In a sense, fasting isn’t about food itself as much as it’s about abstinence; you could, theoretically, fast from something other than food. And in fact the discipline of fasting doesn’t say consuming the food of our choice is bad—quite the contrary. Abstinence is the act of voluntarily giving up something that is good.
It’s enabling the spirit to focus.
So why choose food? Well, have you noticed how you feel after a large meal? Sleepy, possibly uncomfortable, lethargic, distracted. Notice that these are all feelings that go against the spirit of Advent. Advent is a time of anticipation and watching, of preparing yourself spiritually, of holding your breath with the longing of centuries, waiting for the Messiah to arrive. You cannot wait and watch if you’re replete from a large meal.
Fasting doesn’t need to mean abstaining from all food; though Jesus fasted in the wilderness for forty days and forty nights, most of us would die with nothing. God wants us to survive! Fasting does mean, however, abstaining from enough to allow you to keep coming back to the discomfort, and—through it—to the reason for the discomfort. It keeps you coming back to God.
Have you heard the expression “give until it hurts”? Fasting is very much like that: give up until it hurts. Literally. Feel the hunger. Feel the discomfort. And feel the spiritual longing for the Son of God singing in your body and in your heart and in your soul.
How to fast
There are many different ways to fast, and a good place to begin is by asking God for discernment: what kind of fast are you being called to this Advent? The Bible gives examples of one-day, three-day, seven-day and forty-day fasts. But you’re not required to follow any of those: you can fast on Fridays, on Wednesdays and Fridays, or (in a modified way) every day.
Some people abstain from food altogether for short periods of time. Others give up one or two meals a day. Some prefer to give up something they love (chocolate, for example, or alcohol, or even television) while still having regular meals.

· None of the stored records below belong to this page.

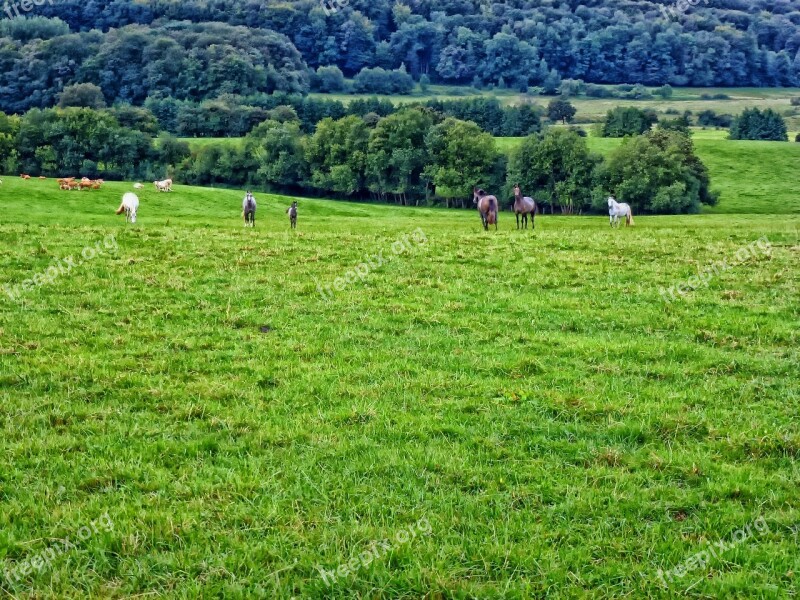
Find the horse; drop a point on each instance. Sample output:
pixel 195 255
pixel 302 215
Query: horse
pixel 487 206
pixel 292 212
pixel 617 210
pixel 524 206
pixel 129 206
pixel 249 207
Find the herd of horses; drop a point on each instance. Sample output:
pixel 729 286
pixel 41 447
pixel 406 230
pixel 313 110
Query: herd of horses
pixel 525 207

So what do you do instead of eating?
Use the energy of fasting. That may sound counterintuitive: it’s food that gives our bodies energy, so how can we be energized by fasting? Yet time and time again, in various religious traditions, people report fasting brings them clarity of mind. An experiment at the University of Chicago showed an increase in mental alertness and better schoolwork performance when participants were fasting. So take advantage of that clarity and focus to open yourself up to new ways of being with God.
You spend time preparing and consuming the meals you’re giving up. Use the gift of time the discipline has given you in spiritually constructive ways. You might want to spend that time in Eucharistic Adoration or other prayer; in reading Scripture; in organizing an Advent discussion group.
You also spent money on the food you’re not consuming anymore. That money could well be spent this Advent on those people less fortunate than you: donating it to a local food bank or soup kitchen will help you address the needs of those for whom fasting is not optional, for whom the feeling of hunger is all too familiar.
Fasting and Advent
You are not just abstaining from food in preparation for the coming of the Messiah; you are also echoing and remembering the centuries of longing as God’s people waited for his coming. At some point during the season you’ll be singing the haunting O Come O Come Emmanuel: “…and ransom captive Israel/that mourns in lonely exile here.” We were indeed wandering a barren wilderness before the Good News of Christ was revealed to us.
How do you feel that mourning? That sense of exile?
Fasting and Advent both remind us of that journey, the journey from darkness into light, from wandering into finding our home, from law into love. The longing of our bodies for food echoes the longing of our souls for the coming of the Savior. What more fitting way to live it out in our lives during this Advent season than through a fast?